The report concluded that global governance institutions needed “extensive institutional reforms and innovations” if we are to handle the new challenges.

In the last month, President Obama reminded us of the large unfinished agenda for reform of global institutions from the 2005 Millennium Review Summit convened by the United Nations when he backed India’s bid for a permanent seat on the UN Security Council.

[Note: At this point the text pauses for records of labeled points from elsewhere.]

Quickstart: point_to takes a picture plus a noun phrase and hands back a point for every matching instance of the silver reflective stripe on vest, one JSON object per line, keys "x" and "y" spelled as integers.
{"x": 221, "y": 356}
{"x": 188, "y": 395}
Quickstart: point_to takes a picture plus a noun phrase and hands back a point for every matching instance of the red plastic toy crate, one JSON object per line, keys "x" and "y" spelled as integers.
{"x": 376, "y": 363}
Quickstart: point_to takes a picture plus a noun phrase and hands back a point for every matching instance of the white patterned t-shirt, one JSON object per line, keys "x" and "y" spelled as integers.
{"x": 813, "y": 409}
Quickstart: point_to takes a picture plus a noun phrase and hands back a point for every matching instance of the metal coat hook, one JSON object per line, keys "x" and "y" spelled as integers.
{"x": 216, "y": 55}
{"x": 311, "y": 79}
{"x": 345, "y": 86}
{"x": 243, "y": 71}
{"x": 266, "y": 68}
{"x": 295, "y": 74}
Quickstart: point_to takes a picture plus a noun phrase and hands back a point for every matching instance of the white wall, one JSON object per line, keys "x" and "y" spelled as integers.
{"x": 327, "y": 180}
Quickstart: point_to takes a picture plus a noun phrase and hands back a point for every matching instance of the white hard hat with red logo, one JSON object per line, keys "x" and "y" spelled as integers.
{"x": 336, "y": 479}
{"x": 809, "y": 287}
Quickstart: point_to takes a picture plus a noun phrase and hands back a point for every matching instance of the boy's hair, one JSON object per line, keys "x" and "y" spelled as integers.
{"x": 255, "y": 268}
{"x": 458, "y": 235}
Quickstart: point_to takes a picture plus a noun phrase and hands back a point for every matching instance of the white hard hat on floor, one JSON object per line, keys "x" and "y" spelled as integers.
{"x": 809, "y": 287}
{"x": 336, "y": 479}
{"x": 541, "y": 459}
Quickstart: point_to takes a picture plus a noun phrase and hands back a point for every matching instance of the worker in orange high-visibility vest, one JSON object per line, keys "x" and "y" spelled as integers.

But it is preparing for and responding to global economic shock, not the normal agenda of the Security Council, that deserves highest priority for innovation of global institutions. On 5 October 2010, the Food and Agriculture Organization published a report which noted, among other important conclusions, the mismatch between international development assistance and the needs for many countries to rely on agriculture as the foundation of their capacity to respond to economic shock. It concluded: “Agriculture accounts for a third of protracted crisis countries’ gross domestic product and two thirds of their employment. Yet agriculture accounts for only 4 percent of humanitarian ODA received by countries in protracted crisis and 3 percent of development ODA.”

In 2008, the World Food Program developed an Economic Shock and Hunger Index (ESHI) to better understand which countries are likely to become more vulnerable to food insecurity due to economic shock of the sort created by steep increases in oil prices before and during 2008.

The impacts of economic shock are diverse. For example, according to a 2001 World Bank study, the death rate among Russian working age men “increased by over 70 percent between 1990 and 1994 coincident with the introduction of market reforms”. More recently, one study notes that the global financial crisis of 2009 hit labour markets in OECD countries “more rapidly and severely than initially thought”. In particular, it “hit immigrants and their families particularly hard, threatening most of the progress accomplished in recent years in terms of labour market outcomes … for integration of immigrants and social cohesion.”

Most governments and observers no longer see this sort of domestic effect as an entirely domestic matter. There is growing interest in a coordinated global response both to the causes of economic shock and its effects. There is increasing intolerance for the large-scale disruption to human security that these shocks cause.

The global community does have some limited mechanisms responding to humanitarian crises caused by economic shock through provision of emergency relief in cases of starvation, famine or large scale natural disaster. The international community has not developed a systematic and comprehensive approach to dealing with the heavy human costs of economic shock, nor does it have the institutions to do so. Most countries pay little attention to the sum total of effects of economic shock beyond their own borders. There is no coherent approach to “anticipating” the security effects of global economic shock. Even the 2005 Millennium Review Summit did not specifically address this specific slice of economic security.

Who will do this? Who will govern the globe to protect against the recurrent threat of large scale economic shock?